Film ini tuh berasa dekat secara emosional buat saya. Cerita tentang bagaimana keluarga miskin semakin miskin karena uangnya dipertaruhkan di bursa saham yang lagi-lagi dikendalikan oleh orang-orang tertentu. Terjebak utang yang tak terbayarkan meski sudah bekerja lebih dari 12 jam sehari. Tentang seorang profesor dan praktisi ekonomi tingkat dunia yang keluar dari Wall-Street untuk menjadi petani kubis di sebuah desa. Dia merasa telah mengajarkan ilmu ekonomi yang salah kepada mahasiswanya, dia mengakui bahwa pasar bukan jawaban untuk mensejahterakan rakyat, membebaskan pasar sepenuhnya hanya akan menguntungkan sekelompok kecil konglomerat.

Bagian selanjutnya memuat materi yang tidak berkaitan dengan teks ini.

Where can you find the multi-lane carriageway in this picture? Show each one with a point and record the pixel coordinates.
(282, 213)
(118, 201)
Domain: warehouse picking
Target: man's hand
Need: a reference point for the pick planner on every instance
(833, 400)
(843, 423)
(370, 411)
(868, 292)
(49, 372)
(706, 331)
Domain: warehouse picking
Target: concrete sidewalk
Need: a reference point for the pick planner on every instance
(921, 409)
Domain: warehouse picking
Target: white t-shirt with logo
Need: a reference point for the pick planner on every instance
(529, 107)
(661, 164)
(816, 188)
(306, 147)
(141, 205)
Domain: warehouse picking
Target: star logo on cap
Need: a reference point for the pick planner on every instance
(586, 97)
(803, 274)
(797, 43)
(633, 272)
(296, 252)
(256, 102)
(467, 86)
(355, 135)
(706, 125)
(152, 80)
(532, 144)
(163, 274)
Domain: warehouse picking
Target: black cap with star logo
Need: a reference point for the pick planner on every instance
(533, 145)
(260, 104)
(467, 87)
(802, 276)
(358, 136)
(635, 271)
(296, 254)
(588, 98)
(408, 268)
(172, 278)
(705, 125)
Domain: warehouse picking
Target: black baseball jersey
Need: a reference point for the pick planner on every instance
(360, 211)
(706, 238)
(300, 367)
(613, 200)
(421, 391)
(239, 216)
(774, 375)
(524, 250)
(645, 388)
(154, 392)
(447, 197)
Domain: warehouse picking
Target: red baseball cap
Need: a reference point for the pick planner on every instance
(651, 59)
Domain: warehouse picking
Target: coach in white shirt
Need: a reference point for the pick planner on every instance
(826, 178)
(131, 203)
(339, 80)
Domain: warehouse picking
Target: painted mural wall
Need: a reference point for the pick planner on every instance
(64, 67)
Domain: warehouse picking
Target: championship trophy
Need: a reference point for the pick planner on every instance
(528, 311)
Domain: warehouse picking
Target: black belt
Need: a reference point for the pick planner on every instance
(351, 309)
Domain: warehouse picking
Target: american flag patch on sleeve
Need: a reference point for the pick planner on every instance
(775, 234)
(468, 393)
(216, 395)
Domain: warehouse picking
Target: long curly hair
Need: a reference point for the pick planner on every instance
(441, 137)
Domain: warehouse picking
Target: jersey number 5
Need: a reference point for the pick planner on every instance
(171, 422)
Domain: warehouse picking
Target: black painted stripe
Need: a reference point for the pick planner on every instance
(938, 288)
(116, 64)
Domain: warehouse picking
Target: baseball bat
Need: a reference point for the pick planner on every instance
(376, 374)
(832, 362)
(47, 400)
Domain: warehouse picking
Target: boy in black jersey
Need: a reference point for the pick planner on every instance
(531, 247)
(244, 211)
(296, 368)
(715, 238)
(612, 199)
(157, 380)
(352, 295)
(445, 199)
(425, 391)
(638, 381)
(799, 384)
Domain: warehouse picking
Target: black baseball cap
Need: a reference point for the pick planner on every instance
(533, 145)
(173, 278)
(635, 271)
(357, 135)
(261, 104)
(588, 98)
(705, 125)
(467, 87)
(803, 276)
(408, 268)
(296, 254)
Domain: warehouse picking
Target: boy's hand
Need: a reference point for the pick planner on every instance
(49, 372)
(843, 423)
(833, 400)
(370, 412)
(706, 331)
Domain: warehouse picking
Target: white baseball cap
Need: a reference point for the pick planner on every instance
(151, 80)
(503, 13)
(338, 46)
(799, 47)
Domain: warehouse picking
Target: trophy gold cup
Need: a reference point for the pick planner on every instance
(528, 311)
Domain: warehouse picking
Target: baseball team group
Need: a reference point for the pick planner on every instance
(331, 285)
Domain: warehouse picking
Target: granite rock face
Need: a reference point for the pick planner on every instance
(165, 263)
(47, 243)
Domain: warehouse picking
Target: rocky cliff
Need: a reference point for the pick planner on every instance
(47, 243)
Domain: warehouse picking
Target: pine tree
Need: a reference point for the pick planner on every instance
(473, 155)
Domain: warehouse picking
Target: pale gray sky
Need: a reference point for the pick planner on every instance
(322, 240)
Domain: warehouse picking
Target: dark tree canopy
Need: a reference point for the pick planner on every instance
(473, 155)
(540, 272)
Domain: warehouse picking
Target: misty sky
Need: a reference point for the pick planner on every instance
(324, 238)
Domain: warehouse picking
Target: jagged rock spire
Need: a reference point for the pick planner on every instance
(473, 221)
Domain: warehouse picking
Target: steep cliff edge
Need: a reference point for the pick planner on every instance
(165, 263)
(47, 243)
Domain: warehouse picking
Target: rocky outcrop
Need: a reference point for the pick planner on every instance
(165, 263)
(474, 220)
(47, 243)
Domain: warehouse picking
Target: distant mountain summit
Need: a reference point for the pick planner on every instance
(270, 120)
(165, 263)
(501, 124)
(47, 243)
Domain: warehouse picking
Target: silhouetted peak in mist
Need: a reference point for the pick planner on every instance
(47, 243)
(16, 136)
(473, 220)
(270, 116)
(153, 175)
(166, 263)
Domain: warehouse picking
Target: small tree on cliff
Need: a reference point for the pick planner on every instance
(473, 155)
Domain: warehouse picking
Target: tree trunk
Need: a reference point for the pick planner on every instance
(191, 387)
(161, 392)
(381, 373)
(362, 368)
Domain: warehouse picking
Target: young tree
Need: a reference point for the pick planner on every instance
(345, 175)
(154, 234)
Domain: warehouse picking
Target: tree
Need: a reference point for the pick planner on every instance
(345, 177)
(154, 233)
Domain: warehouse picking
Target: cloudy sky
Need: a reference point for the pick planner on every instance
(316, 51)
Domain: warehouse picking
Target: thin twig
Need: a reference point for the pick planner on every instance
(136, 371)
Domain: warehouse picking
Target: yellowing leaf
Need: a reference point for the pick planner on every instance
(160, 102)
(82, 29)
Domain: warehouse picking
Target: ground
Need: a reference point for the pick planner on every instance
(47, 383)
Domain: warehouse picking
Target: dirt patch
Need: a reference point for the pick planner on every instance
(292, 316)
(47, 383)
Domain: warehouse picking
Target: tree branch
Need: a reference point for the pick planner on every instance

Tiga drama korea ini bikin saya semakin gemas karena sinetron Indonesia sumpah jelek banget!! Kacang, tanpa isi. Tak ada riset, tak ada plot menarik, tak ada pemain yang serius, teknik sinematografinya ala kadar. Jauh sungguh jauh.
Tiga drama korea ini juga bikin saya penasaran, seandainya seluruh isi buku di perpustakaan pribadi saya itu bisa dibagi seringan drama korea, barangkali pesan akan cepat sampai. Barangkali publik akan sama-sama mudah mencerna dan tak mudah dibohongi si anu dan si inu.
Seandainya bisa milih pemainnya, tentu saja tetap setia untuk memilih Cho Seung Woo, Lee Joon – Gi, dan Goo So, dan tidak melupakan Gong Yoo kesayangan, haik.